Solve underdetermined, highly multicollinear, poorly scaled, but sparse in Fourier domain, system to high accuracy

49 Views Asked by At

I wish to solve systems of the form $$ \mathbf{y} = \mathbf{A}\mathbf{x} $$ for $\mathbf{x}$, where $\mathbf{y} \in \mathbb{R}^n$ is known, $\mathbf{A} \in \mathbb{R}^{n\times m}$ is known, $\mathbf{x} \in \mathbb{R}^m$ is unknown, and $n \lt m$ (underdetermined). An example of what a small version of $\mathbf{A}$ looks like is $$ \begin{bmatrix}1&1&0&0\\0&0&1&1\end{bmatrix}.$$ There is thus perfect multicollinearity among many of the variables. Each column will only contain one nonzero value (with value 1), but each row can contain multiple nonzero values. You can think of it as having the effect of summing groups of components of $\mathbf{x}$, and I want to undo that summation. The components of $\mathbf{x}$ can differ from each other by several orders of magnitude. It is possible that the magnitude of $x_0$ is 1000 times that of $x_1$, but we see that our only measurement involving these values is their sum in the first equation of my example $\mathbf{A}$ above. $m$ and $n$ are typically a few million, with $m$ often around $2n$ (but sometimes more). Furthermore, I need to solve this to pretty high accuracy, so I need to approximately recover that $x_1$ even though it was small compared to $x_0$.

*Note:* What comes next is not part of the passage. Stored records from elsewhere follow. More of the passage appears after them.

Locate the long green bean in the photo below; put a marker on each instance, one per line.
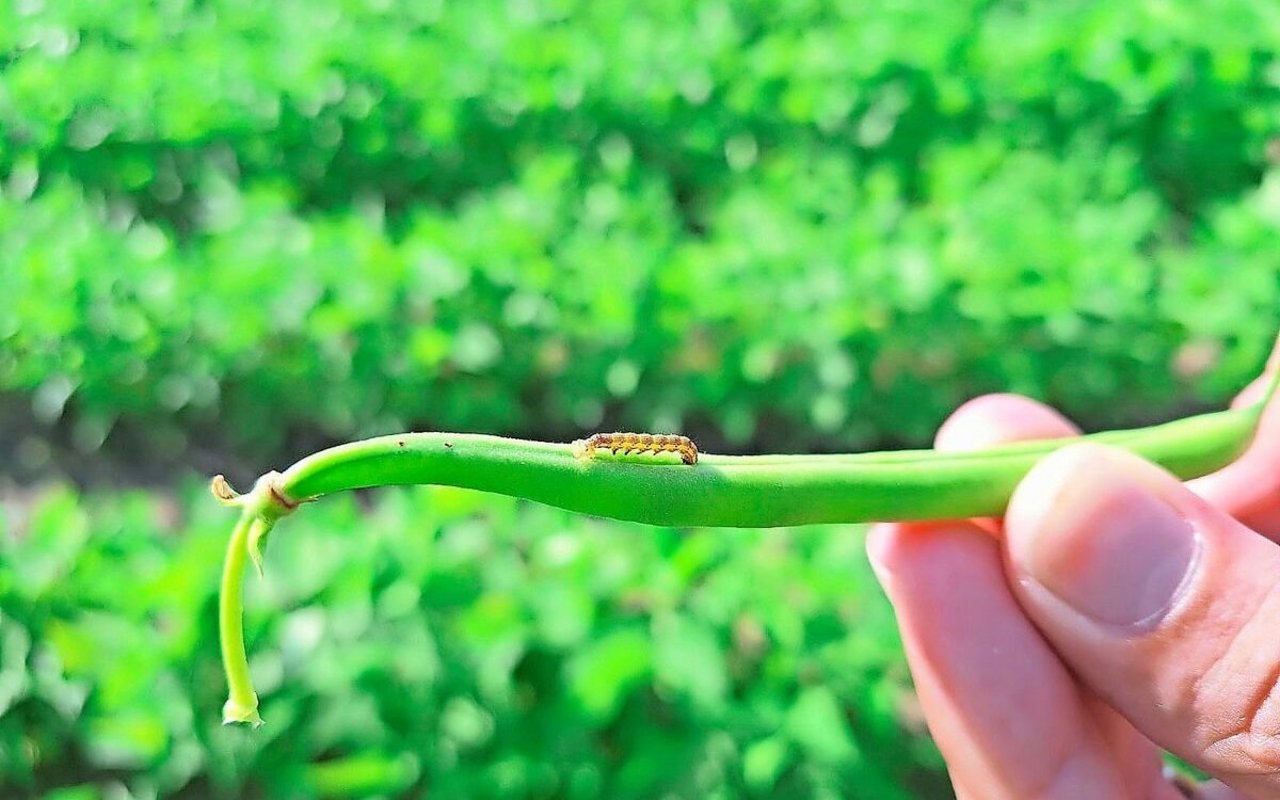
(662, 489)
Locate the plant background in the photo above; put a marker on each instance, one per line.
(233, 232)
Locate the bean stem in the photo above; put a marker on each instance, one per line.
(658, 489)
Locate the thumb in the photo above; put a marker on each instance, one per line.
(1159, 602)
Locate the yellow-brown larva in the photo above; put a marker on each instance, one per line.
(638, 443)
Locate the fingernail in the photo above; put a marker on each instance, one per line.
(1089, 525)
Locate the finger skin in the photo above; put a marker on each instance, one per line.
(1201, 677)
(1002, 709)
(1249, 488)
(1006, 714)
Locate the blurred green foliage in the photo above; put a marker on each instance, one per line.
(771, 224)
(447, 641)
(248, 229)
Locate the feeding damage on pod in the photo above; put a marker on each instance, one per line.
(627, 443)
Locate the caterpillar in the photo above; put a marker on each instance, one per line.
(638, 443)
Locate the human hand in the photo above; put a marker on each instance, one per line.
(1116, 612)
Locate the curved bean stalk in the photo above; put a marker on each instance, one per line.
(663, 489)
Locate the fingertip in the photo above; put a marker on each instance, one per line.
(999, 419)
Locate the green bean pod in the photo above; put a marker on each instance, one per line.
(717, 490)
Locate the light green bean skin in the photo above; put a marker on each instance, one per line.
(745, 490)
(718, 490)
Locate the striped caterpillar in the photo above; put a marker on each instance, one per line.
(638, 443)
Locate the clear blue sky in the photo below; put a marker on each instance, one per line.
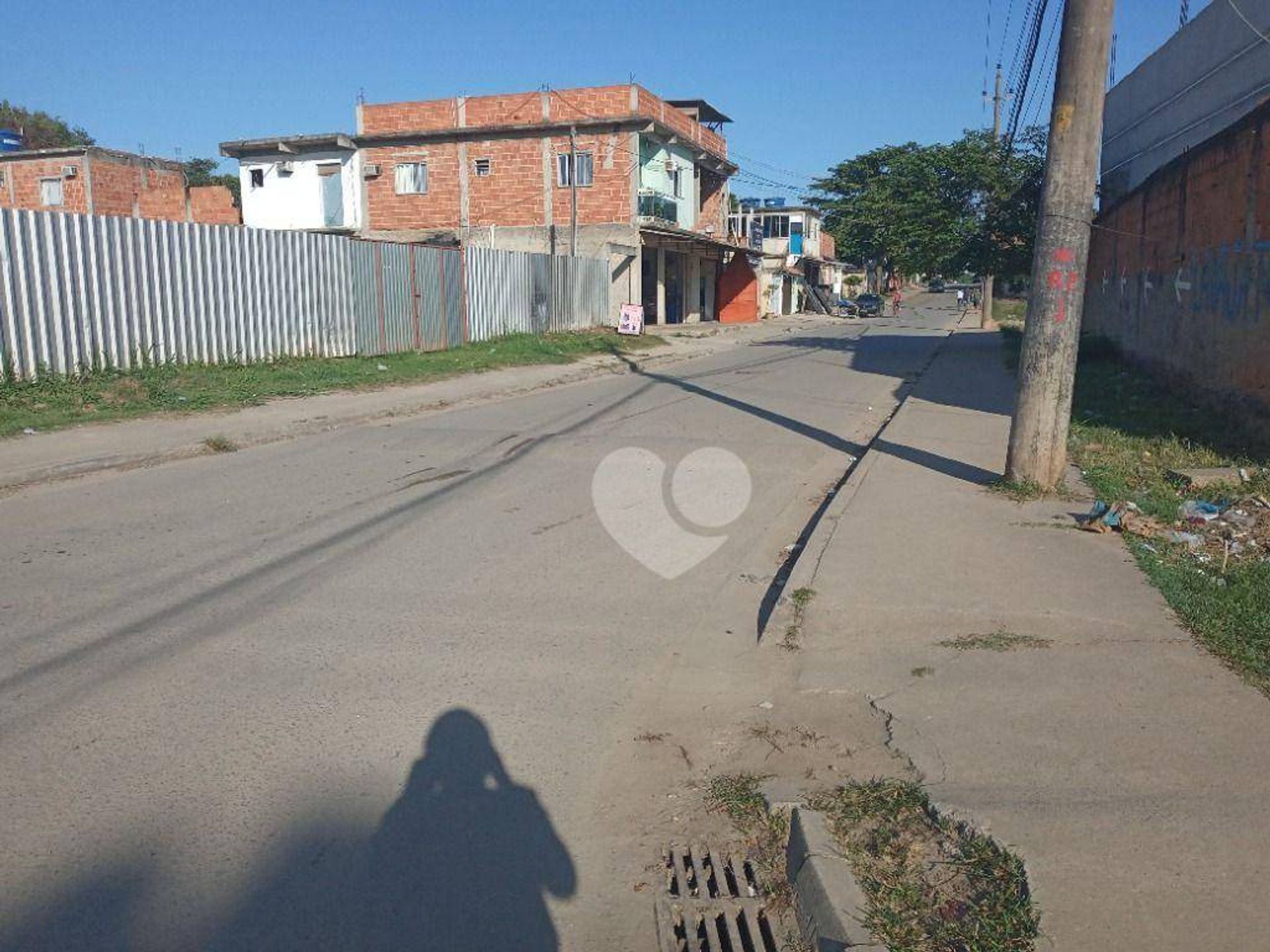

This is obviously impossible as it stands, but the potential saviour is that $$ ||\mathbf{B}\left(\mathbf{x^*}\right)||_0 \lt ||\mathbf{B}\left(\mathbf{\tilde{x}}\right)||_0, $$ where $\mathbf{B}(\mathbf{x})$ is an operator that reshapes $\mathbf{x}$ into a tensor and applies a multidimensional Fourier transform to it, $\mathbf{x^*}$ is the true solution, and $\mathbf{\tilde{x}}$ is any solution to the system (my first equation) other than the true solution. In other words, the true solution is the solution to the system with minimum L1 norm in this transformed domain. I also expect many elements of $\mathbf{B}\left(\mathbf{x^*}\right)$ to have negligible amplitude (so negligible that they can be ignored even for recovering $x_1$).

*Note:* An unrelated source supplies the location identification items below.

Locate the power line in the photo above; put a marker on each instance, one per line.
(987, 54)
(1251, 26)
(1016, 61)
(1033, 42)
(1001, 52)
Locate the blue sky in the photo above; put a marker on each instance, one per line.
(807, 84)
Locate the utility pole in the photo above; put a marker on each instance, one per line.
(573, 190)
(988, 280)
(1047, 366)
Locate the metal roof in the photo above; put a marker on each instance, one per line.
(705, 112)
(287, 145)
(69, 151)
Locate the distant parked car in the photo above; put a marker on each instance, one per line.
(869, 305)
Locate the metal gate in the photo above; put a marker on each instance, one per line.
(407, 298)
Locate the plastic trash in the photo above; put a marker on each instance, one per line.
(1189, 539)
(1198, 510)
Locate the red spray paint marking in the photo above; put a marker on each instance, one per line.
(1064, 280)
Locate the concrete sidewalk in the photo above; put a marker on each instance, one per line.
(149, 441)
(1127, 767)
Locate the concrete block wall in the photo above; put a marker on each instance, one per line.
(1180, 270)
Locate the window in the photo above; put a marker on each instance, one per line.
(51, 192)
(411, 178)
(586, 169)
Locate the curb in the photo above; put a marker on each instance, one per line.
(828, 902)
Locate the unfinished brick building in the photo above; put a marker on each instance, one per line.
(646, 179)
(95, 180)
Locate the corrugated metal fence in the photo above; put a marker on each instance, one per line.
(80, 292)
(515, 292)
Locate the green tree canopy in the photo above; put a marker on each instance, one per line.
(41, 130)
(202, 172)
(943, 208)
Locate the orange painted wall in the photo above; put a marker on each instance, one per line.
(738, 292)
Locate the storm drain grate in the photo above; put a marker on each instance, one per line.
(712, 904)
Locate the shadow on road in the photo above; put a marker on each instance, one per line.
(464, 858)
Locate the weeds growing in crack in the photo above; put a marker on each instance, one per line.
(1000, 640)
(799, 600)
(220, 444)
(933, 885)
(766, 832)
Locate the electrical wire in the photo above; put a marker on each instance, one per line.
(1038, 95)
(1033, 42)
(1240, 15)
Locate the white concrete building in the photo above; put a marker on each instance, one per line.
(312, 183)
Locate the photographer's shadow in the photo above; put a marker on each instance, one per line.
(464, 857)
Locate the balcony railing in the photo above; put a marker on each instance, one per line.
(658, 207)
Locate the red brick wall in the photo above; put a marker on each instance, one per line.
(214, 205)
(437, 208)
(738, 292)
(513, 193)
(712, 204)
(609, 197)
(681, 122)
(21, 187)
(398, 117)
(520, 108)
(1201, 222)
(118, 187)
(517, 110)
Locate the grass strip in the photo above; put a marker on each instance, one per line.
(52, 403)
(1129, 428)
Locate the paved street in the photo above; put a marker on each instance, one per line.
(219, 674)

The obvious way to solve this then seems to be to hope that the L0 norm above can be replaced with an L1 norm and use a LASSO method such as ISTA (iterative shrinkage and thresholding algorithm) to minimize $$ ||\mathbf{y} - \mathbf{A}\mathbf{x}||_2^2 + \lambda ||\mathbf{B}\left(\mathbf{x}\right)||_1 $$

(or, equivalently, minimize $||\mathbf{y} - \mathbf{A}\mathbf{B^{-1}}\left(\mathbf{\bar{x}}\right)||_2^2 + \lambda ||\mathbf{\bar{x}}||_1$ with respect to $\mathbf{\bar{x}}$, where $\mathbf{\bar{x}} = \mathbf{B}\left(\mathbf{x}\right)$.)

The results are not as accurate as I need, however. I suspect that this is due to the L1 norm not being an accurate replacement for L0 in my situation, and it might additionally be caused by the bias introduced by the method, or maybe due to the fact that LASSO apparently doesn't cope well with multicollinearity. Iterative hard thresholding (which attempts to minimize L0 rather than L1; it starts with a large threshold, sets everything below the threshold to zero, decreases the threshold, uses previous result as warm start, repeat) also does not always yield satisfactory results, possibly due to its apparently high variance.

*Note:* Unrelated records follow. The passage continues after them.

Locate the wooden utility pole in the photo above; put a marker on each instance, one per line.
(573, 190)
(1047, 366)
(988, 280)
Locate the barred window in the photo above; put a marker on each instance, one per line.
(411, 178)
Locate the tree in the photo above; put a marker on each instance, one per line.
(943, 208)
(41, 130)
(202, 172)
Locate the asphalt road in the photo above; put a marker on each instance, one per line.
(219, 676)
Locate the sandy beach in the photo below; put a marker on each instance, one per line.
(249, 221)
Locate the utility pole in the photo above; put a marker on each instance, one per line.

Another possibility that I have considered is to exploit the fact that we expect $\mathbf{\bar{x}}$ to be somewhat "clumped", with high amplitude magnitudes ($\mathbf{\bar{x}}$ is complex) generally occurring in clusters. I might be able to roughly estimate the reciprocals of these magnitudes as a tensor $\mathbf{M}$ and could then minimize $$ ||\mathbf{y} - \mathbf{A}\mathbf{B^{-1}}\left(\mathbf{\bar{x}}\right)||_2^2 + \lambda_1 ||\mathbf{\bar{x}}||_1 + \lambda_2 ||\mathbf{M} \odot \mathbf{\bar{x}}||_2^2, $$ where $\odot$ is pointwise multiplication. This has the effect of scaling $\mathbf{\bar{x}}$ in the final term so that each component has a standard deviation close(r) to 1. The potential benefit of this would be to make it possible to use Elastic Net without severely underestimating all of the high amplitude components (which would happen without $\mathbf{M}$). Since I don't care about whether the small values get set to exactly zero, I could even drop the L1 term and just use ridge regression. The accuracy of this will depend on how accurately I can estimate $\mathbf{M}$, though, which isn't ideal.

Are there alternative methods that are more suitable for this type of problem? Non-negative garrotte and principal component regression sound like they might be relevant. Given the size of the problem, computational cost is a consideration.